The Japanese trading house Marubeni has agreed to pay €100 million for a 25 per cent stake in Mainstream Renewable Power, the wind energy company controlled by Airtricity founder Eddie O’Connor.
The transaction is one of the biggest equity investments in an independent renewables company in recent times. It is the biggest single investment yet for five-year-old Mainstream, which is developing more than 40 wind and solar parks worldwide.
“This means everything to us, really,” Mr O’Connor told The Irish Times last night. “I have been talking to Marubeni since my Airtricity days. We now have one of the biggest energy investors in the world on board.”
Mr O’Connor said the cash would be used to develop the company and that existing investors would not be taking any of it off the table. “This money is 100 per cent for use by the company for growth. It will be several years before we pay a dividend, and I’m not sure if we ever will.”
The deal has yet to be approved by MRP investors. Mr O’Connor said he expected the deal to close this month.
Mr O’Connor built the company from the proceeds of the sale of Airtricity to Eon and Scottish and Southern Energy for €1.8 billion in 2008.
Marubeni is a substantial presence in the global energy industry, with large oil and gas interests, but is increasing its renewable energy investments, notably in the offshore wind sector. It teamed up with a government fund to snap up a British offshore turbine installation company, Seajacks, for $850 million last year.

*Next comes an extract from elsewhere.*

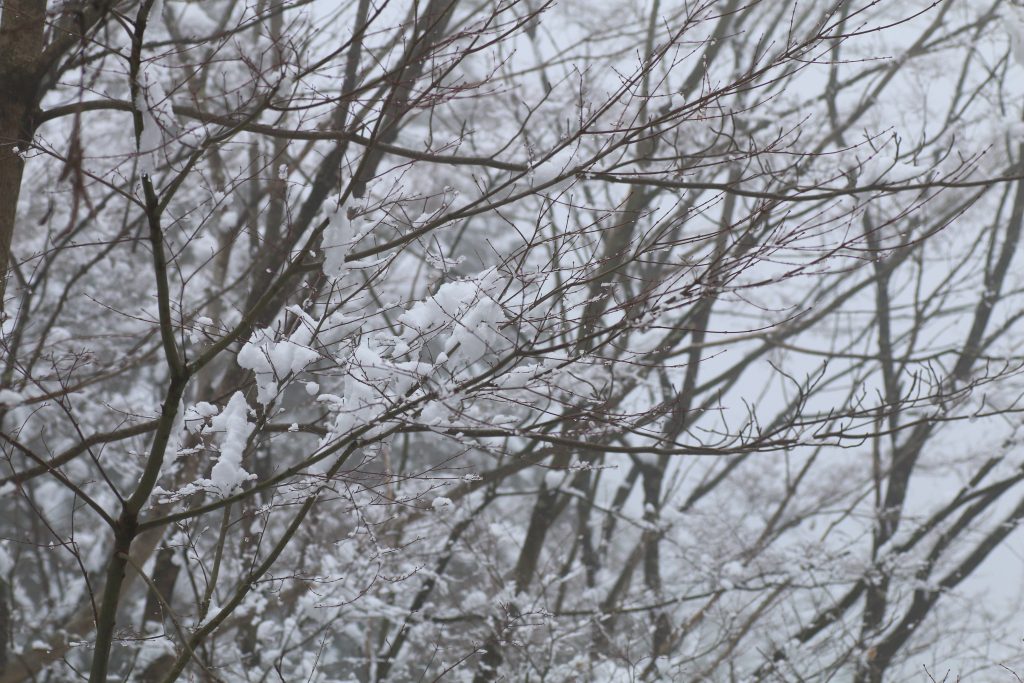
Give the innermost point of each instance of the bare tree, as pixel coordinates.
(513, 340)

It also has a stake in a British offshore wind farm off the coast of Essex and is part of a Japanese consortium that is testing floating wind turbines, a technology the wind industry hopes will drive big cost savings and efficiency improvements in coming years.
“We think the offshore wind market is expanding all over the world,” said Hiroshi Tachigami, president of Marubeni’s London-based subsidiary, Marubeni Europower.
Mr O’Connor said the deal would help accelerate Mainstream’s projects in Europe, Chile and South Africa, one of the brighter spots in a global renewable sector that suffered its sharpest annual fall in at least eight years in 2012, according to Bloomberg New Energy Finance research.
One of its more eye-catching European projects is a plan to build an “energy bridge” to export up to 5,000mw of electricity to Britain from wind farms in Ireland – on land and at sea – by 2017.